There are times when the game feels too real, when supplies feel too limited, and when success feels almost impossible. This isn’t Far Cry; you can’t go running into a human outpost with guns blazing and expect to live long. With twitchy (and not terribly well-defined) stealth mechanics, this means that you are in for a lot of frustrating trial and error. That’s realistic, but it isn’t necessarily fun.

The Walking Dead: Saints and Sinners can be difficult and infuriating, but it also feels consistent and true to itself. Efforts have been made to make the world feel real and lived in. When you reach out to touch a character in the face (as I do in every VR game I’ve ever played), they shrink away, chastising you. Try it again, and the guns come out. That has never happened in another VR game, and it makes The Walking Dead feel special.

You can do surprising things in this game. Hell, you can murder the guy at the end of the tutorial. He is quickly replaced by another guy, and then another, and another after him. I killed a lot of tutorial guys (and the line of text that appears over his head the second or third time you kill him is one of the best laugh out loud moments I’ve had in a game for quite a while). The point is, the good touches far outweigh the occasional unfriendly videogame design, leaving me with very strong positive feelings towards The Walking Dead: Saints and Sinners.

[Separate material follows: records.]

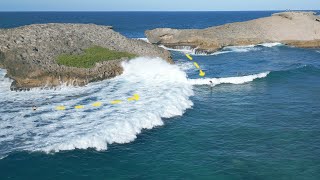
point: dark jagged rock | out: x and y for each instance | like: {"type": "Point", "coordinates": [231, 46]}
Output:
{"type": "Point", "coordinates": [29, 53]}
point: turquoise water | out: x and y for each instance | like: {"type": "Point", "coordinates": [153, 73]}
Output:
{"type": "Point", "coordinates": [258, 128]}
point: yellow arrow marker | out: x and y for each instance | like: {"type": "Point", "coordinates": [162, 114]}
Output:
{"type": "Point", "coordinates": [79, 107]}
{"type": "Point", "coordinates": [116, 102]}
{"type": "Point", "coordinates": [196, 65]}
{"type": "Point", "coordinates": [189, 57]}
{"type": "Point", "coordinates": [97, 104]}
{"type": "Point", "coordinates": [60, 108]}
{"type": "Point", "coordinates": [135, 97]}
{"type": "Point", "coordinates": [202, 73]}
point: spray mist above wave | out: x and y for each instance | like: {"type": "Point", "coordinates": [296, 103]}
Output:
{"type": "Point", "coordinates": [163, 88]}
{"type": "Point", "coordinates": [228, 80]}
{"type": "Point", "coordinates": [227, 49]}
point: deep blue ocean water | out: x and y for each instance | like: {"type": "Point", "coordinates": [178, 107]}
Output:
{"type": "Point", "coordinates": [268, 128]}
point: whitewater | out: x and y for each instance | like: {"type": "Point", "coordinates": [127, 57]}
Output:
{"type": "Point", "coordinates": [164, 90]}
{"type": "Point", "coordinates": [227, 49]}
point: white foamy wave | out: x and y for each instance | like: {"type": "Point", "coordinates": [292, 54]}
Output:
{"type": "Point", "coordinates": [240, 49]}
{"type": "Point", "coordinates": [184, 49]}
{"type": "Point", "coordinates": [143, 39]}
{"type": "Point", "coordinates": [228, 80]}
{"type": "Point", "coordinates": [270, 44]}
{"type": "Point", "coordinates": [227, 49]}
{"type": "Point", "coordinates": [164, 92]}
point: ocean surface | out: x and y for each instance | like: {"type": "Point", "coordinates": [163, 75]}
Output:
{"type": "Point", "coordinates": [259, 119]}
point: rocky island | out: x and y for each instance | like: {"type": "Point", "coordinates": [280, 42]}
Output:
{"type": "Point", "coordinates": [53, 54]}
{"type": "Point", "coordinates": [300, 29]}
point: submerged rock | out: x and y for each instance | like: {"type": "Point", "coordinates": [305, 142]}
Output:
{"type": "Point", "coordinates": [29, 53]}
{"type": "Point", "coordinates": [301, 29]}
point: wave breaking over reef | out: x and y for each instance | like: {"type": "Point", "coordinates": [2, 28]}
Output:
{"type": "Point", "coordinates": [229, 49]}
{"type": "Point", "coordinates": [164, 90]}
{"type": "Point", "coordinates": [164, 93]}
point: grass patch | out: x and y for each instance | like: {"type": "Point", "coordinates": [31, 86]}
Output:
{"type": "Point", "coordinates": [91, 56]}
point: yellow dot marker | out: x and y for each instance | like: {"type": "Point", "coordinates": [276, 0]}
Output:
{"type": "Point", "coordinates": [189, 57]}
{"type": "Point", "coordinates": [60, 108]}
{"type": "Point", "coordinates": [79, 107]}
{"type": "Point", "coordinates": [196, 65]}
{"type": "Point", "coordinates": [135, 97]}
{"type": "Point", "coordinates": [116, 102]}
{"type": "Point", "coordinates": [97, 104]}
{"type": "Point", "coordinates": [202, 73]}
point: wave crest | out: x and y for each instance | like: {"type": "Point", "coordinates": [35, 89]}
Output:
{"type": "Point", "coordinates": [228, 80]}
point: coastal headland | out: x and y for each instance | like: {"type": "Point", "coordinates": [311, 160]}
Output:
{"type": "Point", "coordinates": [300, 29]}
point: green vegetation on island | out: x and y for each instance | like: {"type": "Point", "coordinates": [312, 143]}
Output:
{"type": "Point", "coordinates": [91, 56]}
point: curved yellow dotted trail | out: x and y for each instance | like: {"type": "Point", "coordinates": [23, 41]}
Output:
{"type": "Point", "coordinates": [201, 73]}
{"type": "Point", "coordinates": [135, 97]}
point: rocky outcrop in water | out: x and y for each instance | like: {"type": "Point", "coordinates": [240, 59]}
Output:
{"type": "Point", "coordinates": [29, 53]}
{"type": "Point", "coordinates": [301, 29]}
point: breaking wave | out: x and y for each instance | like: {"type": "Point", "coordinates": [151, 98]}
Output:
{"type": "Point", "coordinates": [228, 80]}
{"type": "Point", "coordinates": [163, 90]}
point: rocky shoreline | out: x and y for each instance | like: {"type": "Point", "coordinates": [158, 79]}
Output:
{"type": "Point", "coordinates": [300, 29]}
{"type": "Point", "coordinates": [29, 53]}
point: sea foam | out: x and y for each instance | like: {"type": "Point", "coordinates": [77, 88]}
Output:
{"type": "Point", "coordinates": [163, 88]}
{"type": "Point", "coordinates": [227, 49]}
{"type": "Point", "coordinates": [228, 80]}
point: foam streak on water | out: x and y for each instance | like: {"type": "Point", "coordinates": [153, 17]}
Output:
{"type": "Point", "coordinates": [228, 49]}
{"type": "Point", "coordinates": [164, 91]}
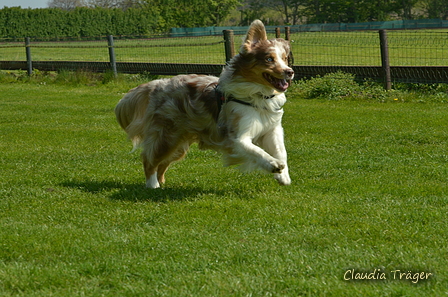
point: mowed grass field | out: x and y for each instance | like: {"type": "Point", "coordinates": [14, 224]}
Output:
{"type": "Point", "coordinates": [369, 195]}
{"type": "Point", "coordinates": [359, 48]}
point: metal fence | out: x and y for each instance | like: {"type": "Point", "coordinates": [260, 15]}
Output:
{"type": "Point", "coordinates": [417, 56]}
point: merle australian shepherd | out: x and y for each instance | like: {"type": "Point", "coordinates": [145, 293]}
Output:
{"type": "Point", "coordinates": [238, 114]}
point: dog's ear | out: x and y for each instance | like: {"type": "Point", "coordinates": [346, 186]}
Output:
{"type": "Point", "coordinates": [255, 34]}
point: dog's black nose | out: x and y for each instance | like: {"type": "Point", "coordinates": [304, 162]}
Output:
{"type": "Point", "coordinates": [289, 72]}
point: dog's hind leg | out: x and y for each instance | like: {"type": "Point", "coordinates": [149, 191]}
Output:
{"type": "Point", "coordinates": [273, 143]}
{"type": "Point", "coordinates": [177, 155]}
{"type": "Point", "coordinates": [150, 173]}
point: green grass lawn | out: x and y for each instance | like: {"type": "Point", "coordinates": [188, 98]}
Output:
{"type": "Point", "coordinates": [369, 192]}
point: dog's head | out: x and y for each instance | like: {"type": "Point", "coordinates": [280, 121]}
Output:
{"type": "Point", "coordinates": [265, 61]}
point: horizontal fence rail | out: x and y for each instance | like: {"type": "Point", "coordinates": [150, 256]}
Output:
{"type": "Point", "coordinates": [418, 56]}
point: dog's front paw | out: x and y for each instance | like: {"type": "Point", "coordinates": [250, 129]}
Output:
{"type": "Point", "coordinates": [283, 178]}
{"type": "Point", "coordinates": [277, 166]}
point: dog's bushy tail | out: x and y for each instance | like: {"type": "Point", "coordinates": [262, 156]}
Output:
{"type": "Point", "coordinates": [130, 113]}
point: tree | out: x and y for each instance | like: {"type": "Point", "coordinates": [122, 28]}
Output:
{"type": "Point", "coordinates": [66, 4]}
{"type": "Point", "coordinates": [292, 10]}
{"type": "Point", "coordinates": [436, 9]}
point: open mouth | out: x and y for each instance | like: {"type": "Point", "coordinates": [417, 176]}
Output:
{"type": "Point", "coordinates": [279, 84]}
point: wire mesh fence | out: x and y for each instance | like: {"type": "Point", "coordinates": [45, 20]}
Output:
{"type": "Point", "coordinates": [415, 56]}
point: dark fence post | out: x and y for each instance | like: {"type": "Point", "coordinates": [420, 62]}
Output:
{"type": "Point", "coordinates": [229, 44]}
{"type": "Point", "coordinates": [277, 32]}
{"type": "Point", "coordinates": [29, 61]}
{"type": "Point", "coordinates": [288, 33]}
{"type": "Point", "coordinates": [113, 61]}
{"type": "Point", "coordinates": [385, 60]}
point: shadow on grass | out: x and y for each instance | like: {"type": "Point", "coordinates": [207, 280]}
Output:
{"type": "Point", "coordinates": [138, 192]}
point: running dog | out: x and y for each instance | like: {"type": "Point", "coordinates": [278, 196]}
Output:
{"type": "Point", "coordinates": [238, 114]}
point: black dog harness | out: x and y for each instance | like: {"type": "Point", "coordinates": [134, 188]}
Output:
{"type": "Point", "coordinates": [221, 99]}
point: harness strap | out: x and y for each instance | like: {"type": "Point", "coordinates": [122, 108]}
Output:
{"type": "Point", "coordinates": [221, 99]}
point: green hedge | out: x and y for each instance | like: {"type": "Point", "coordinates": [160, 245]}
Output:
{"type": "Point", "coordinates": [16, 22]}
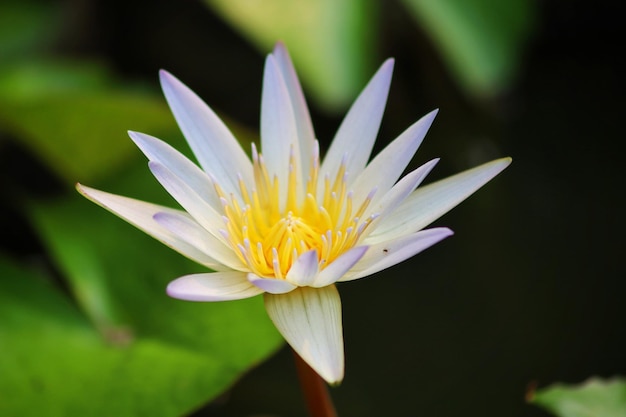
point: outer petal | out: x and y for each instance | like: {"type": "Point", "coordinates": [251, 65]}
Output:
{"type": "Point", "coordinates": [216, 148]}
{"type": "Point", "coordinates": [306, 135]}
{"type": "Point", "coordinates": [140, 214]}
{"type": "Point", "coordinates": [215, 286]}
{"type": "Point", "coordinates": [383, 255]}
{"type": "Point", "coordinates": [188, 230]}
{"type": "Point", "coordinates": [388, 165]}
{"type": "Point", "coordinates": [310, 320]}
{"type": "Point", "coordinates": [204, 214]}
{"type": "Point", "coordinates": [394, 197]}
{"type": "Point", "coordinates": [339, 267]}
{"type": "Point", "coordinates": [158, 151]}
{"type": "Point", "coordinates": [427, 204]}
{"type": "Point", "coordinates": [271, 285]}
{"type": "Point", "coordinates": [279, 135]}
{"type": "Point", "coordinates": [358, 131]}
{"type": "Point", "coordinates": [304, 270]}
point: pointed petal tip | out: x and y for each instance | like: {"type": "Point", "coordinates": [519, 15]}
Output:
{"type": "Point", "coordinates": [279, 47]}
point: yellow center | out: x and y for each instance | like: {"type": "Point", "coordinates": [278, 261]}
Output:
{"type": "Point", "coordinates": [269, 239]}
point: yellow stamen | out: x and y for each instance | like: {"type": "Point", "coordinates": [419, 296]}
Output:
{"type": "Point", "coordinates": [269, 238]}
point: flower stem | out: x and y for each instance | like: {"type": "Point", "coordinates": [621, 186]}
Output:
{"type": "Point", "coordinates": [315, 390]}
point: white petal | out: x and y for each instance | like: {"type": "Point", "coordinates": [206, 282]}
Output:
{"type": "Point", "coordinates": [304, 269]}
{"type": "Point", "coordinates": [306, 135]}
{"type": "Point", "coordinates": [394, 197]}
{"type": "Point", "coordinates": [271, 285]}
{"type": "Point", "coordinates": [428, 203]}
{"type": "Point", "coordinates": [215, 286]}
{"type": "Point", "coordinates": [340, 266]}
{"type": "Point", "coordinates": [388, 165]}
{"type": "Point", "coordinates": [188, 230]}
{"type": "Point", "coordinates": [310, 321]}
{"type": "Point", "coordinates": [278, 127]}
{"type": "Point", "coordinates": [383, 255]}
{"type": "Point", "coordinates": [216, 148]}
{"type": "Point", "coordinates": [159, 151]}
{"type": "Point", "coordinates": [204, 214]}
{"type": "Point", "coordinates": [357, 133]}
{"type": "Point", "coordinates": [140, 214]}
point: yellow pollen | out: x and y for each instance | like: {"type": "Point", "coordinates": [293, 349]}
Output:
{"type": "Point", "coordinates": [269, 238]}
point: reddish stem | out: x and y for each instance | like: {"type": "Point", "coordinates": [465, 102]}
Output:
{"type": "Point", "coordinates": [315, 390]}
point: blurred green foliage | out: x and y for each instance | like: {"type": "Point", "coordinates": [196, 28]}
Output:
{"type": "Point", "coordinates": [166, 360]}
{"type": "Point", "coordinates": [481, 41]}
{"type": "Point", "coordinates": [593, 398]}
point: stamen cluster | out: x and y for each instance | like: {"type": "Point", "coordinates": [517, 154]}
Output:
{"type": "Point", "coordinates": [269, 235]}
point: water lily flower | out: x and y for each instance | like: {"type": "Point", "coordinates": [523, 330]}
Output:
{"type": "Point", "coordinates": [287, 223]}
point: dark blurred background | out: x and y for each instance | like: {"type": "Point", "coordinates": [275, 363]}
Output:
{"type": "Point", "coordinates": [529, 291]}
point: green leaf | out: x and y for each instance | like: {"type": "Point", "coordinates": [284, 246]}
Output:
{"type": "Point", "coordinates": [74, 119]}
{"type": "Point", "coordinates": [593, 398]}
{"type": "Point", "coordinates": [120, 337]}
{"type": "Point", "coordinates": [25, 27]}
{"type": "Point", "coordinates": [480, 40]}
{"type": "Point", "coordinates": [330, 41]}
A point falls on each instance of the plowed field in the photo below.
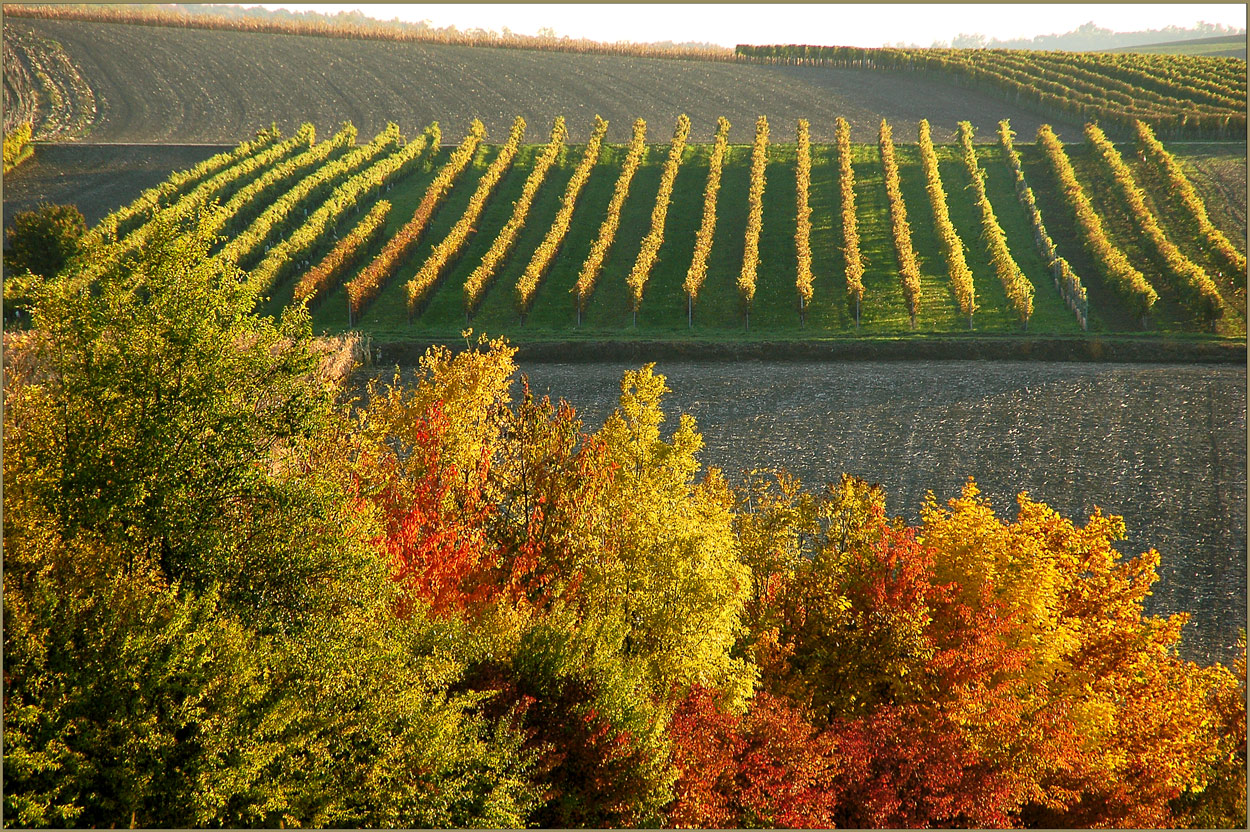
(158, 84)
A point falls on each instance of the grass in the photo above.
(718, 311)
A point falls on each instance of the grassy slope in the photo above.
(718, 311)
(1169, 314)
(1175, 220)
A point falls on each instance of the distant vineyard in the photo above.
(410, 237)
(1176, 95)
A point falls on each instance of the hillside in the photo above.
(161, 84)
(1220, 46)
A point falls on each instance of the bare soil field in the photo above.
(98, 179)
(158, 84)
(1163, 446)
(1219, 175)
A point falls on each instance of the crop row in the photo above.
(1221, 250)
(803, 215)
(654, 239)
(386, 159)
(1190, 282)
(951, 246)
(698, 271)
(1019, 289)
(754, 216)
(294, 249)
(475, 285)
(139, 211)
(1181, 95)
(529, 281)
(198, 199)
(365, 287)
(1066, 281)
(419, 287)
(316, 284)
(278, 216)
(850, 224)
(909, 270)
(594, 262)
(1126, 280)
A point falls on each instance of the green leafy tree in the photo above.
(43, 240)
(199, 630)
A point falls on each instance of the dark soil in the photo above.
(1160, 445)
(98, 179)
(155, 84)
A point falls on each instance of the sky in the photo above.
(848, 25)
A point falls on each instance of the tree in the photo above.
(40, 242)
(43, 240)
(199, 630)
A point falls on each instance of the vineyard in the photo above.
(695, 237)
(1194, 96)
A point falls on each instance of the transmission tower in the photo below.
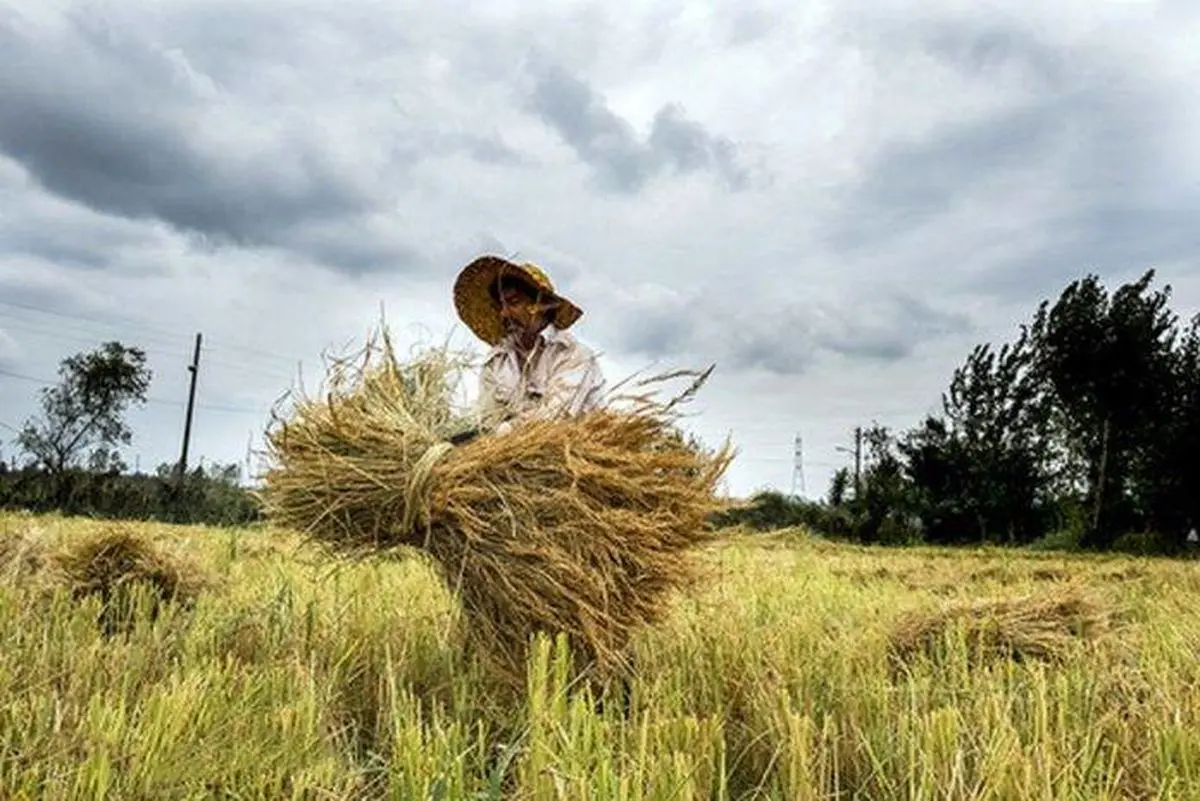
(798, 465)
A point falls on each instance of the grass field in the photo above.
(298, 676)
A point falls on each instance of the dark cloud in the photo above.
(989, 47)
(102, 121)
(783, 338)
(1091, 134)
(911, 184)
(610, 145)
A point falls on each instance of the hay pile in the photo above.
(1044, 626)
(581, 527)
(117, 565)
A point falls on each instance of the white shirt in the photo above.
(562, 378)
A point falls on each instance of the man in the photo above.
(535, 368)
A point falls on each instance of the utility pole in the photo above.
(193, 368)
(858, 461)
(798, 465)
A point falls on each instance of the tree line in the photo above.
(1080, 431)
(70, 458)
(1083, 429)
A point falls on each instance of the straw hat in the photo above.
(473, 300)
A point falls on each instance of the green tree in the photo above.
(1108, 361)
(988, 469)
(83, 416)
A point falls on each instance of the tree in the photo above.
(82, 420)
(1108, 361)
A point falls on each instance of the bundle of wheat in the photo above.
(582, 527)
(117, 565)
(1044, 626)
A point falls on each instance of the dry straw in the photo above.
(118, 564)
(1044, 626)
(583, 527)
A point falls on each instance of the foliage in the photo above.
(82, 421)
(210, 495)
(1085, 425)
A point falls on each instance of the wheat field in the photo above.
(797, 674)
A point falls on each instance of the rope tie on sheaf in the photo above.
(417, 492)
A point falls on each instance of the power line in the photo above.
(178, 404)
(159, 330)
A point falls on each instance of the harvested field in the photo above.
(304, 676)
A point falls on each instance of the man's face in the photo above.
(521, 311)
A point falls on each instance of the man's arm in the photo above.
(574, 384)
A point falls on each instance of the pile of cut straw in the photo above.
(582, 527)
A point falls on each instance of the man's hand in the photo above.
(462, 438)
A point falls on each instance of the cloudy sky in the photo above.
(832, 202)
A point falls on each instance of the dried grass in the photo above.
(117, 565)
(583, 527)
(21, 556)
(1044, 626)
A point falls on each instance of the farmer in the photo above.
(535, 368)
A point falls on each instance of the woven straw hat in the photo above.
(477, 308)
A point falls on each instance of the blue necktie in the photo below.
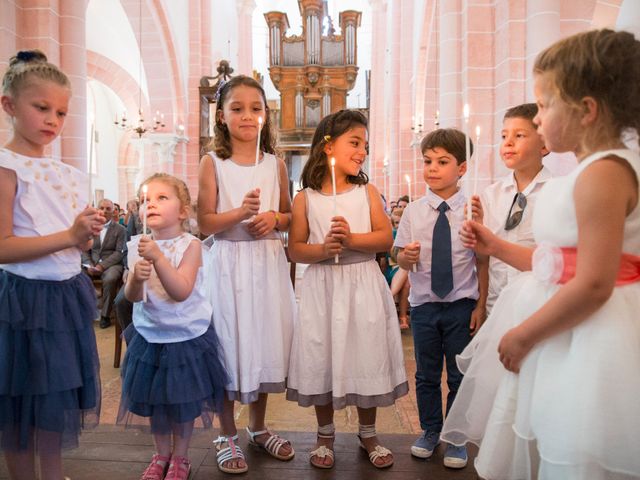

The bottom line is, if you have a PSVR, and you have any interest in this game whatsoever, you owe it to yourself to pick it up. This is a must buy for franchise fans, horror fans, and VR fans in general. Just do yourself a favor, and don’t play Saints and Sinner right before bed. Trust me. It’s tough enough to shake zombie-filled New Orleans in the light of day. You don’t want The Walking Dead: Saints and Sinners in your dreams.

The Walking Dead: Saints and Sinners is out now on PSVR.

Review code kindly provided by publisher.



The Final Word

The Walking Dead: Saints and Sinners’ production values and atmosphere outweigh by far any videogame tropes and flaws that might weigh down the experience. This is a tough (and very scary) game, and every system in the game is built to support the idea that you are lone wolf in a very hostile world. Saints and Sinners understands its franchise, and is the scariest The Walking Dead has ever been.